Given that the funds must settle their payment obligations (primarily pensions) in CHF, the national currency is the benchmark for portfolio management. For this reason, foreign currency exposures are largely hedged, but to varying degrees depending on the currency. At the end of 2024, the foreign currency exposure amounted to CHF 29 billion before hedging and CHF 11 billion after hedging, or approximately 26% of assets.
"The foreign currency exposure amounted to CHF 29 billion before hedging and CHF 11 billion after hedging, or approximately 26% of assets."
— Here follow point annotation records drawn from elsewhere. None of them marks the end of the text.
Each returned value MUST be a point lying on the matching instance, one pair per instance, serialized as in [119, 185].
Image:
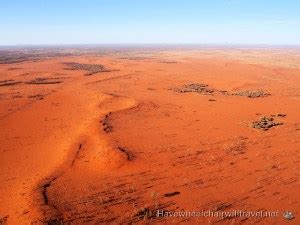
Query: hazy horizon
[133, 22]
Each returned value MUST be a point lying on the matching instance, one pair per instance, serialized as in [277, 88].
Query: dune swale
[90, 68]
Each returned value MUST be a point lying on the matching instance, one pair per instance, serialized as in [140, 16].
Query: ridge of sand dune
[94, 146]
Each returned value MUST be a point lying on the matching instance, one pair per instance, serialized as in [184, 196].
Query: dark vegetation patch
[145, 213]
[172, 194]
[9, 82]
[128, 154]
[90, 68]
[13, 68]
[265, 123]
[196, 87]
[40, 80]
[37, 96]
[168, 62]
[107, 127]
[203, 89]
[252, 93]
[3, 220]
[278, 115]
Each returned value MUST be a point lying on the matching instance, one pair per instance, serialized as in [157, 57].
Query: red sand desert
[92, 136]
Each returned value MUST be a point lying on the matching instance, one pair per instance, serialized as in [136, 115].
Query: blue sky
[150, 21]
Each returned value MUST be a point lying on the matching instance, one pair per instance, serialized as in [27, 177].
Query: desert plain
[95, 135]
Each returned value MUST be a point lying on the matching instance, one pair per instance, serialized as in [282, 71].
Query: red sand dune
[118, 145]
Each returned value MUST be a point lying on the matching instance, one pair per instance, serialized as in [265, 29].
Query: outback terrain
[112, 135]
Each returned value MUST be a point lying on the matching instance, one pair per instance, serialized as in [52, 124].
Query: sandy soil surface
[114, 137]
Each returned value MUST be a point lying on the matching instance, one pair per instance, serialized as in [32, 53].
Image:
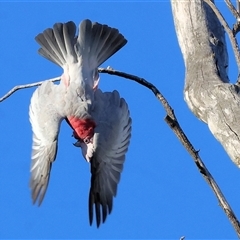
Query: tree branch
[173, 123]
[231, 34]
[16, 88]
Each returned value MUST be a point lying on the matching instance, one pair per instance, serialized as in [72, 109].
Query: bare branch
[228, 30]
[172, 122]
[235, 12]
[16, 88]
[232, 9]
[238, 7]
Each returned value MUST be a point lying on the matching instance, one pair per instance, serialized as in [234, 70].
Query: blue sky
[161, 193]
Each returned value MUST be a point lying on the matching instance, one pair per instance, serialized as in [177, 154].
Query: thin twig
[238, 7]
[172, 122]
[232, 9]
[228, 30]
[16, 88]
[235, 12]
[175, 126]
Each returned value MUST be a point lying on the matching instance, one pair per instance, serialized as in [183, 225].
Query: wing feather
[45, 119]
[110, 143]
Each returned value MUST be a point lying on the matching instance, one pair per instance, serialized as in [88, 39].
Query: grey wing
[45, 120]
[110, 144]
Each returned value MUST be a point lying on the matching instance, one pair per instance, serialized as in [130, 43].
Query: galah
[100, 120]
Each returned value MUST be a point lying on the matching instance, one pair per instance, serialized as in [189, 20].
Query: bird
[100, 121]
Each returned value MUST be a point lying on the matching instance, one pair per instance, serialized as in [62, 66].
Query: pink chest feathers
[83, 128]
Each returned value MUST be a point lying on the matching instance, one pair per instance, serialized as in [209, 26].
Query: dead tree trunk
[208, 92]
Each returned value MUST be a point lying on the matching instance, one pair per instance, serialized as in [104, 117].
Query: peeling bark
[207, 90]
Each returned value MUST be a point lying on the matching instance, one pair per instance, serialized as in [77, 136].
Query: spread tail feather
[57, 43]
[93, 46]
[96, 43]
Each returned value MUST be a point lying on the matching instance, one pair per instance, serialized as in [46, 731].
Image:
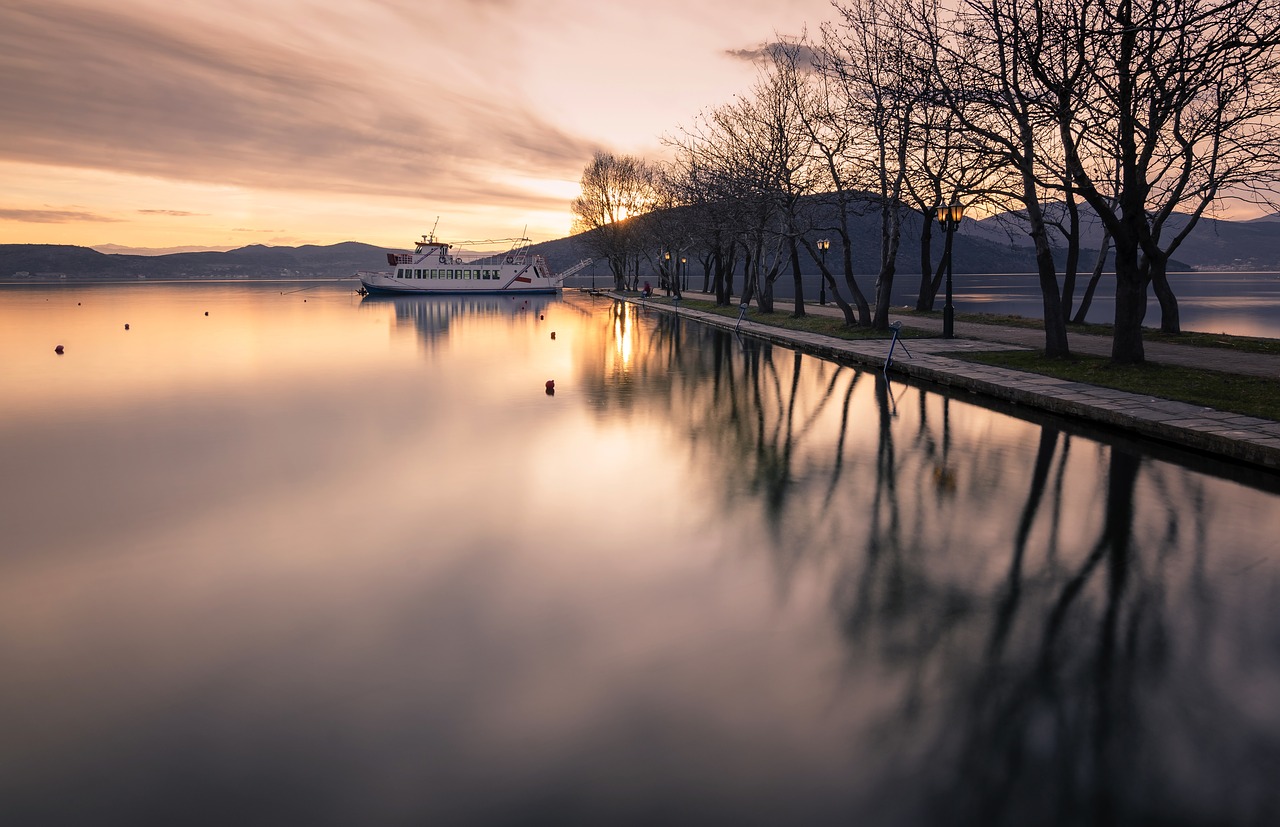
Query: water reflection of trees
[1043, 601]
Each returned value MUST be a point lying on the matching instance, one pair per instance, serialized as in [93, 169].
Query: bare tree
[878, 77]
[616, 192]
[1179, 97]
[979, 64]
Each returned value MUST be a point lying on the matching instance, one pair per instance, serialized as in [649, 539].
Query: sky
[223, 123]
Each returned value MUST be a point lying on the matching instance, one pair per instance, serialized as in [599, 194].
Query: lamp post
[823, 246]
[949, 218]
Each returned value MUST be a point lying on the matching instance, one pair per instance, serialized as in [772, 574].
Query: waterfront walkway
[1232, 435]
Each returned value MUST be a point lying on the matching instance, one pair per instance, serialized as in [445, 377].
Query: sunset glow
[291, 122]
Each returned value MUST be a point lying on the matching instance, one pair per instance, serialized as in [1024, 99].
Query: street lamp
[823, 246]
[949, 218]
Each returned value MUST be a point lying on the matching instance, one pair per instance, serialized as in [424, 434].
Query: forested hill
[993, 245]
[1001, 245]
[51, 261]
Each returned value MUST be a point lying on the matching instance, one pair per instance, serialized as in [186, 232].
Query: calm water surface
[319, 560]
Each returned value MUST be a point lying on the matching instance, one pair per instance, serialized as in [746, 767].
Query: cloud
[127, 90]
[53, 216]
[805, 56]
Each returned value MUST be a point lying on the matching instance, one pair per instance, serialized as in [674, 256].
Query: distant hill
[256, 261]
[993, 245]
[1214, 245]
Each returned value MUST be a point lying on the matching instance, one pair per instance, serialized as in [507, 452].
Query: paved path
[1232, 435]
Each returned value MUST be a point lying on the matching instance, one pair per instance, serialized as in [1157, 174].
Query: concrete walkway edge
[1229, 435]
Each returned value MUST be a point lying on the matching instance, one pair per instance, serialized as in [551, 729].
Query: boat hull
[389, 284]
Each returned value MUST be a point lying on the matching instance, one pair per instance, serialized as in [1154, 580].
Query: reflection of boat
[432, 315]
[434, 266]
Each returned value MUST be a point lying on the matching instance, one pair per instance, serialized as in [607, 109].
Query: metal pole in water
[888, 360]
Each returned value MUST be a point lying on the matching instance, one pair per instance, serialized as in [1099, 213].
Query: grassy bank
[1191, 338]
[1253, 396]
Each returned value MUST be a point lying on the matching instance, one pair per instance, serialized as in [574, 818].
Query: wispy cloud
[123, 90]
[54, 216]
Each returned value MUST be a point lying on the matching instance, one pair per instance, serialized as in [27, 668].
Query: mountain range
[992, 245]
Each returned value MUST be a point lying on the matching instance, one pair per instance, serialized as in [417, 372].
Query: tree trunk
[928, 284]
[1083, 310]
[1130, 309]
[1055, 320]
[1170, 319]
[795, 274]
[1073, 251]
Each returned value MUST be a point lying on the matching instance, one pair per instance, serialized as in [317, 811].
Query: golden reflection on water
[356, 542]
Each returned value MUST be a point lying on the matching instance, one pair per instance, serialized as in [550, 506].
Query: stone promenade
[1232, 435]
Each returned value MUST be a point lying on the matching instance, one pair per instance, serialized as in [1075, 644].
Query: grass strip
[1189, 338]
[1252, 396]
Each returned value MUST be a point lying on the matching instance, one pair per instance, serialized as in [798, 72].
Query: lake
[280, 554]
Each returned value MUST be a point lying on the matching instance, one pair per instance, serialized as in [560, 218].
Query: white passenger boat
[435, 266]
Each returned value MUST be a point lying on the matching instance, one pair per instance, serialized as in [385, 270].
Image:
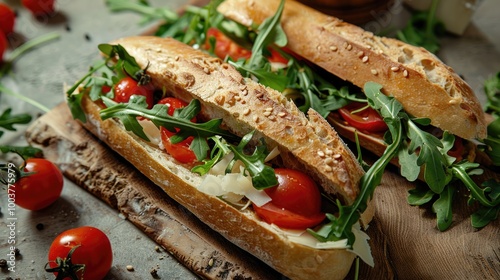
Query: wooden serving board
[404, 240]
1) Hedging of the main currencies
The total currency exposure of the entire portfolio is hedged to varying degrees for each of the seven major currencies (USD, EUR, GBP, JPY, KRW, CNH and AUD). The target exposure level per currency is set annually by the Board of Directors based on the strategic portfolio allocation. The target level of exposure to the USD was set at 9% of the market portfolio’s assets, corresponding to a hedging level of 70% at the end of 2024. This represents the main currency risk.
2) Hedging of secondary currencies
For secondary currencies, the level of exposure is determined annually by the Board of Directors. For 2024, a target exposure of 7% of market portfolio assets was set. However, the Investment Committee maintains a tactical margin of +/- 1% around this target.